Rocky Mount Telegram

Sunday, April 30, 2017

A panel of state trial court judges sided with Gov. Roy Cooper again in his fight with Repub­li­can law­mak­ers over their con­tin­u­ing ef­forts to limit his power over the N.C. State Board of Elec­tions.

The judges put a tem­po­rary hold on a law set to take ef­fect Mon­day that would com­bine the state’s ethics and elec­tions boards and di­vide the mem­bers of the re­con­fig­ured board equally be­tween Repub­li­cans and Democrats. The judges voted 2-1 to block the law un­til a hear­ing is held May 10, find­ing that Cooper is likely to suc­ceed in his chal­lenge of the mea­sure.

A sim­i­lar law passed in December just be­fore Cooper was to as­sume of­fice had pre­vi­ously been de­clared un­con­sti­tu­tional, so law­mak­ers passed a re­vamped ver­sion of the mea­sure. Lawmakers this week overrode Cooper's veto of the new law and Cooper took the matter back to court.

The previous and current versions of the elections board remake take away Cooper's authority to pick the majority of the five-member statewide elections board, which selects the members of the three-member county elections boards.
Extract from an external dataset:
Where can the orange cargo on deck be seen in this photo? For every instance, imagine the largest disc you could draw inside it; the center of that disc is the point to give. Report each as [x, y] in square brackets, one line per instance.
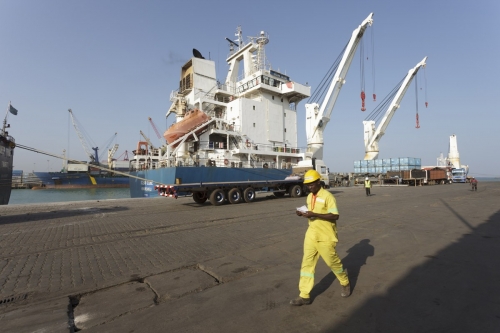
[192, 119]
For the better part of 100 years, the majority on the state and local boards went to the party that controlled the governor’s mansion. Republican lawmakers want to divide the elections boards equally between Democrats and Republicans, with Cooper picking elections board members from lists of candidates compiled by the two major parties. A Republican would chair the state board during even-numbered years, when presidential and midterm congressional and state-legislative elections are held, and a Democrat would chair the board in odd-numbered years, when most municipal and other local elections are held.

GOP supporters of the law insist that a bipartisan make-up of equal numbers of Democrats and Republicans is the best way to handle partisan decisions over state and county election matters. But placing a Republican in charge of the board during even-numbered election years, when the most people vote in high-profile federal and state elections, certainly does not smack of bipartisanship.

And the current system has worked well for the state for a long time.